Chronique

Matthew Herbert Big Band

Goodbye Swingtime

Label / Distribution : Accidental

Esthétiquement, l’objet est peu commun : c’est une sorte de livre, puisque le pourtour du CD est un pensum de conseils de lecture, alors que le livret détaille page à page, en ombre chinoise, un diorama représentant une péninsule - probablement arabique, allusion à l’actualité irakienne.

Les premiers sons font penser à un accordage de quatuor minimaliste ; puis, progressivement, le piano égrène son doux battement, préparant en douceur l’arrivée de cuivres recrutés pour masser les oreilles endolories. Musique douce pour bain chaud ou bulles de champagne éclatant dans une coupe - bref du caviar, servi à la louche.

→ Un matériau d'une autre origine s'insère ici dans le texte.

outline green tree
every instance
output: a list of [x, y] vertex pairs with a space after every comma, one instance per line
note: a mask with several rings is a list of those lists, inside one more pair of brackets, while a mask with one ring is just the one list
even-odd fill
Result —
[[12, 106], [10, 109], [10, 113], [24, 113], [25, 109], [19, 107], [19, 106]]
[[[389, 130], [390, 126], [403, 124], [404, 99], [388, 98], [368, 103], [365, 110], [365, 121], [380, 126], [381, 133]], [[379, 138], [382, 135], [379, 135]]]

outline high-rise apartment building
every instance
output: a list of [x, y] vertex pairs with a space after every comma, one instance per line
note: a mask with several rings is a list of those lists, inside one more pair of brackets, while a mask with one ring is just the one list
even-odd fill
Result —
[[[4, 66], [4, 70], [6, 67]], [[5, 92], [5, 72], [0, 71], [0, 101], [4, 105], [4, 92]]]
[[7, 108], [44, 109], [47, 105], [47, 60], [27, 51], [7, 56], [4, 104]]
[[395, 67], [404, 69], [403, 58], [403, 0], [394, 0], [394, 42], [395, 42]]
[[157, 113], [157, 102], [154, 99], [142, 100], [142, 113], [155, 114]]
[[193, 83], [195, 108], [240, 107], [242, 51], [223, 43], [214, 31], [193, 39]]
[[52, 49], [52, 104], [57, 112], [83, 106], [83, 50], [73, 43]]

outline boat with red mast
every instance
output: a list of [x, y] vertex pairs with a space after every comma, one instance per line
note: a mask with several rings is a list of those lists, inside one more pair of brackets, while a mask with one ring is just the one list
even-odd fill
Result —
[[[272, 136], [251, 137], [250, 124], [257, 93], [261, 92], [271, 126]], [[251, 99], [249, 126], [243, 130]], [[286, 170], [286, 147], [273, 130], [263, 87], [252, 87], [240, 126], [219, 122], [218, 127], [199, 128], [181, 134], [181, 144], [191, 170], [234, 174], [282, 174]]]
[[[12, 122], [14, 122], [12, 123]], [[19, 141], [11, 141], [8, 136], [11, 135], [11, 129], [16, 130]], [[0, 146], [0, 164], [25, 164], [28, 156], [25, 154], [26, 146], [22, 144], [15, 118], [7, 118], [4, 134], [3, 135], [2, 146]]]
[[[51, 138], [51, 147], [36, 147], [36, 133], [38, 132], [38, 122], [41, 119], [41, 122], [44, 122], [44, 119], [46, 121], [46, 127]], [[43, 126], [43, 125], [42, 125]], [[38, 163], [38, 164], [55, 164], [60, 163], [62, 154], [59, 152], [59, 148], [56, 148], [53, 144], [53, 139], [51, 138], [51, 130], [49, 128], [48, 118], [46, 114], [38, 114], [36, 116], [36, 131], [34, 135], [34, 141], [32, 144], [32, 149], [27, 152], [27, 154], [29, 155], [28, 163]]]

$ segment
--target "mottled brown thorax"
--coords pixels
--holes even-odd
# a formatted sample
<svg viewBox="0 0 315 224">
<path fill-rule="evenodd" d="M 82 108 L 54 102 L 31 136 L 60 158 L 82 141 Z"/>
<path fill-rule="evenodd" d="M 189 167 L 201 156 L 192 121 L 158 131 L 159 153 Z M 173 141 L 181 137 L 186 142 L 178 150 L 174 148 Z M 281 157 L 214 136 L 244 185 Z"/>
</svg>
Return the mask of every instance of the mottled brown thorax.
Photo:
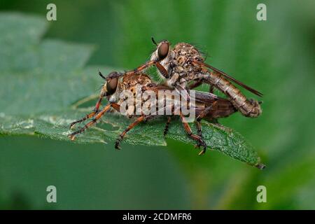
<svg viewBox="0 0 315 224">
<path fill-rule="evenodd" d="M 198 50 L 193 46 L 186 43 L 176 44 L 172 55 L 172 74 L 171 76 L 178 76 L 180 83 L 199 78 L 196 76 L 196 74 L 200 73 L 202 69 L 195 65 L 192 65 L 190 62 L 192 59 L 204 61 Z"/>
</svg>

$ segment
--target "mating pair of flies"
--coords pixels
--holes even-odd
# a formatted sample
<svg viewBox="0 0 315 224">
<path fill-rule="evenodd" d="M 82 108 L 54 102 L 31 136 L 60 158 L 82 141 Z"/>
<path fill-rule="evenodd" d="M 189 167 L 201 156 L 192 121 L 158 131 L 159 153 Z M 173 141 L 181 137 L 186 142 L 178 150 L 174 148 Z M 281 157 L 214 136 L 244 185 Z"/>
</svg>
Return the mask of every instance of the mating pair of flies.
<svg viewBox="0 0 315 224">
<path fill-rule="evenodd" d="M 204 58 L 195 46 L 186 43 L 179 43 L 172 48 L 167 41 L 162 41 L 157 43 L 152 38 L 152 41 L 156 46 L 156 49 L 152 53 L 150 60 L 144 64 L 125 73 L 111 72 L 107 77 L 99 73 L 105 80 L 105 83 L 102 88 L 94 109 L 83 118 L 73 122 L 70 128 L 72 129 L 76 124 L 85 120 L 92 119 L 92 120 L 82 128 L 70 134 L 69 137 L 71 140 L 74 140 L 77 134 L 96 123 L 107 111 L 113 108 L 120 112 L 120 105 L 125 100 L 125 99 L 120 99 L 120 94 L 123 90 L 130 90 L 135 97 L 139 93 L 134 92 L 135 91 L 151 90 L 158 92 L 158 90 L 180 90 L 181 92 L 183 91 L 188 92 L 201 84 L 209 84 L 209 92 L 195 91 L 194 110 L 196 117 L 195 121 L 197 128 L 197 134 L 192 132 L 185 115 L 181 111 L 179 114 L 176 114 L 181 118 L 184 130 L 189 137 L 197 142 L 198 147 L 202 147 L 200 155 L 204 154 L 206 148 L 206 145 L 202 139 L 200 124 L 202 119 L 216 122 L 218 118 L 227 117 L 236 111 L 239 111 L 244 116 L 251 118 L 255 118 L 261 114 L 260 103 L 254 99 L 248 99 L 232 82 L 258 96 L 262 97 L 262 94 L 223 71 L 206 64 Z M 146 69 L 152 66 L 157 68 L 158 74 L 164 80 L 162 84 L 153 82 L 144 73 Z M 140 85 L 142 88 L 136 88 L 137 85 Z M 214 94 L 214 88 L 225 94 L 227 99 Z M 107 98 L 108 104 L 101 109 L 101 103 L 104 97 Z M 135 109 L 136 107 L 134 108 Z M 157 115 L 158 114 L 136 115 L 136 119 L 119 135 L 115 141 L 115 148 L 120 148 L 120 142 L 126 133 L 134 127 Z M 171 117 L 172 115 L 167 117 L 164 130 L 164 135 L 167 133 Z"/>
</svg>

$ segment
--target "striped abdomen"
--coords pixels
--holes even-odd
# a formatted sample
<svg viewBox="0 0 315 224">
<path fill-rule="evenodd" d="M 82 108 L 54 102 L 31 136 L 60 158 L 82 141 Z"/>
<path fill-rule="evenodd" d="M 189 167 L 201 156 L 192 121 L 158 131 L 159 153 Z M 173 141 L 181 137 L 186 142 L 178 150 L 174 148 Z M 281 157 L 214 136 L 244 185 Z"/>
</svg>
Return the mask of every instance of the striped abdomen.
<svg viewBox="0 0 315 224">
<path fill-rule="evenodd" d="M 258 102 L 248 100 L 247 98 L 229 80 L 219 74 L 211 72 L 203 75 L 203 78 L 210 85 L 226 94 L 234 106 L 246 117 L 255 118 L 260 115 L 262 110 Z"/>
</svg>

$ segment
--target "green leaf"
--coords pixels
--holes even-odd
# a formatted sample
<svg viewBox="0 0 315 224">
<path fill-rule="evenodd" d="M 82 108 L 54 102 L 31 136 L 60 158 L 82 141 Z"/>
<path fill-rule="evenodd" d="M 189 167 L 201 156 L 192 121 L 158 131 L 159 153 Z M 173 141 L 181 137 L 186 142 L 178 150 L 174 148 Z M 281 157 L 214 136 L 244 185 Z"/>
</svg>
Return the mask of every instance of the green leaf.
<svg viewBox="0 0 315 224">
<path fill-rule="evenodd" d="M 78 102 L 93 99 L 102 84 L 96 75 L 98 69 L 104 74 L 117 69 L 85 67 L 93 48 L 91 46 L 56 40 L 41 41 L 47 29 L 42 18 L 1 13 L 0 20 L 0 48 L 3 49 L 0 56 L 4 59 L 0 63 L 0 133 L 69 141 L 69 123 L 91 110 Z M 102 124 L 79 135 L 75 142 L 107 143 L 130 122 L 120 115 L 106 114 Z M 261 167 L 257 153 L 239 134 L 206 122 L 202 125 L 204 139 L 211 149 Z M 164 127 L 163 119 L 149 121 L 136 127 L 125 141 L 132 144 L 166 146 Z M 195 127 L 192 129 L 196 131 Z M 168 137 L 195 144 L 178 120 L 172 122 Z"/>
</svg>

Ça ressemble à quoi, le jazz de l’homme qui prétend faire de la musique avec un Levi’s ou un MacDo ? À un jazz soul sous influence bacharachienne mid tempo - un grand orchestre plutôt qu’un ensemble d’improvisateurs inspirés. Matthew joue sur les strates et les répondants sonores, à l’image des découpages du livret qui finissent par reproduire une image complète. Et cet espace d’impro est le point faible de l’album. Herbert, c’est jazzy trip hop, mais pas jazz. Déconstruction de sampling, « final touch » et joli son, mais l’ensemble est visqueux comme les enregistrements de musiciens de jazz qui se font accompagner par des violons sirupeux.

Ma déception ne tient qu’à une chose : le fait que j’aie trouvé cet album au rayon jazz. S’il avait atterri là par erreur, abandonné par un précédent visiteur, je n’aurais pas boudé mon plaisir en découvrant un excellent album de trip hop, lumineux et égaré. Mais à ce choix de positionnement, de marketing, je dis non.